Entre um ponto e outro Draco prendeu os braços de Harry acima de sua cabeça. Observou-o, rapina, antropofágico, a pele fina do antebraço. Lambeu as veias pulsantes. Saboreou seu gosto de sangue. Cada chupada um eclipse eterno a marcar o bruxo da Grifindória na precisão de uma semana. Seguiu a concavidade de onde Potter escorria. Ali onde o braço forma uma bacia e margeia o peito, ali a pele é macia e suculenta. Draco lambeu o perfume ácido, tomando cada gotinha. Sua língua úmida encharcando pêlos negros.
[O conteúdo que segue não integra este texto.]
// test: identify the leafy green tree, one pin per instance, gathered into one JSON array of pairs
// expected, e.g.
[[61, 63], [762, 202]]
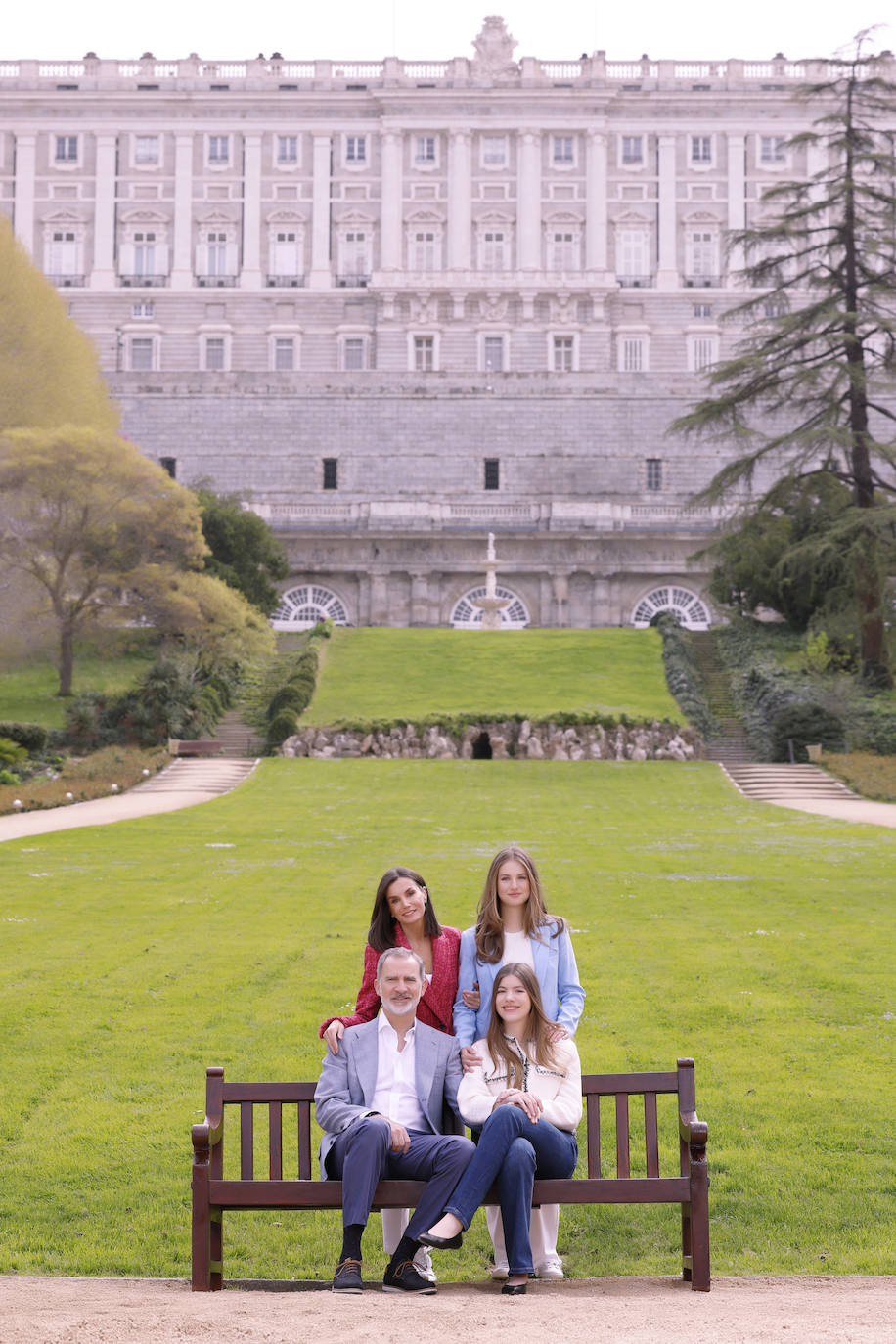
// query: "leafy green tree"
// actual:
[[244, 552], [90, 520], [784, 554], [805, 390], [49, 371]]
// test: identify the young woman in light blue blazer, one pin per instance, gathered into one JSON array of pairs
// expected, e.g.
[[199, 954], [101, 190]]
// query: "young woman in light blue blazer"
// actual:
[[515, 926]]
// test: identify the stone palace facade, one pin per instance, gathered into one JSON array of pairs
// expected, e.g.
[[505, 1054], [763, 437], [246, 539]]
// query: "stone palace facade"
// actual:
[[396, 305]]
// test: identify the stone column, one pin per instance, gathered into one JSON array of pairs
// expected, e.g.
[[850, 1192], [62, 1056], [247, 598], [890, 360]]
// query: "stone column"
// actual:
[[391, 201], [420, 599], [528, 205], [379, 599], [320, 276], [104, 221], [250, 276], [737, 195], [460, 201], [668, 272], [23, 190], [596, 225], [182, 262]]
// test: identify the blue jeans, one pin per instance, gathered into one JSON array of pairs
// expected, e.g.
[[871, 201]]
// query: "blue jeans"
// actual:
[[514, 1150]]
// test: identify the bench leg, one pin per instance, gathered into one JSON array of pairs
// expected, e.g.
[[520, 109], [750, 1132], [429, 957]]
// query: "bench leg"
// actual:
[[698, 1226]]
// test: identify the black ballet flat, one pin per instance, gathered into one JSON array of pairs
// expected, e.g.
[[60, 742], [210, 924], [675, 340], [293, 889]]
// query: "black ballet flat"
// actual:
[[442, 1243]]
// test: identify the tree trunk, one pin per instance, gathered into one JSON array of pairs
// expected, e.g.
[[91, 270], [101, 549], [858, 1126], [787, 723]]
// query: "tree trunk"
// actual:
[[66, 657]]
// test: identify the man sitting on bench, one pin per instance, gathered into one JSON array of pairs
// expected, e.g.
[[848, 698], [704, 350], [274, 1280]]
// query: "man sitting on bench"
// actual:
[[379, 1102]]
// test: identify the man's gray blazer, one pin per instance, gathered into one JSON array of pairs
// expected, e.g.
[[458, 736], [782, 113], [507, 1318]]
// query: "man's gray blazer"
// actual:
[[348, 1081]]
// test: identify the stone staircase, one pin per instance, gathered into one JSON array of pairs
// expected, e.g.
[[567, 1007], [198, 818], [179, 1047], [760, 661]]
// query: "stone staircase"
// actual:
[[730, 744], [776, 783], [238, 739], [205, 775]]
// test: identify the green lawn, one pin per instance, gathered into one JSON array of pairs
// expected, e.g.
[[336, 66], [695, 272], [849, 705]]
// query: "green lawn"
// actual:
[[749, 937], [28, 693], [374, 674]]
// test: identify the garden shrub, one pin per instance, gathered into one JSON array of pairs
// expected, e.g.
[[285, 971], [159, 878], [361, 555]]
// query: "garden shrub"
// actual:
[[32, 737], [283, 726], [802, 725]]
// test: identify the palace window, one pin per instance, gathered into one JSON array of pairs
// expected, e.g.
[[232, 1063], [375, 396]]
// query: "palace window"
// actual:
[[633, 354], [66, 150], [147, 151], [632, 151], [424, 354], [563, 354], [495, 152], [288, 151], [219, 151], [356, 150]]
Verme faminta a descer, caçando, até encontrar montes rijos. Protuberâncias mesquinhas e secas, mas dadivosamente cheias da essência de Harry, que se agitaram inquietas ante ao menor toque hostil dos lábios de Malfoy, se eriçando pontudas e convidativas. Tornando-se, ao longo do corpo, espinhos do talo de onde brota flor corrompida e límpida. Botão de lírio grave, comprido, profundo, e totalmente despetalado pela fúria de tão elegante jardineiro. Nenhuma de suas parcas pétalas a protegerem o pistilo, que embora tão frágil, era carregado por sombras geradoras de calafrios e gemidos nas criaturas da escuridão. A boca de Malfoy foi semeada por cogumelos venenosos, e ela ardia. Cheia de vontade própria levava-o para cantos mais obscuros. Lugares enigmáticos. Corredores sombrios. Aqui, onde os cheiros são mais secretos e os sons mais roucos. A língua de Malfoy era quente e seca, os dedos frios. Os gemidos do outro garoto audíveis tão somente no inferno.

Inebriantes roucos sons a transformar Draco em espinho cheio de desejo a despedaçar as pétalas soltas no espaço. Então um grito baixo, arfante, que reclama, que implora.

Das ancas unidas subiram vapores azuis.

Respiração densa. Os urros lancinantes nublando o úmido e pegajoso quarto. Tambores africanos a batucarem musica forte. Corações desafinados, infantis, a reger o primitivo ritmo.

Harry sentiu-se avolumar-se, o suor brotando de cada poro, prestes a explodir num grito indignado de ilimitada amplitude. Estocadas cada vez mais bruscas a atingir-lhe a carne, a alma, o coração. Um monstro a enraizar-se entre suas tripas jorrando palavrões em forma de sementes. Seu doce rosto uma mascara de triunfo, sua ardente cicatriz a queimar essa letargia dos sentidos.

E lá, abaixo e além dos muros do castelo, o Lago deixou de ser habitado por uma lula, para ser possuído por um polvo de tentáculos incandescentes e irascíveis, a se contorcerem nas profundezas das águas com suas ventosas púrpuras a gotejar, a gotejar...

Fim?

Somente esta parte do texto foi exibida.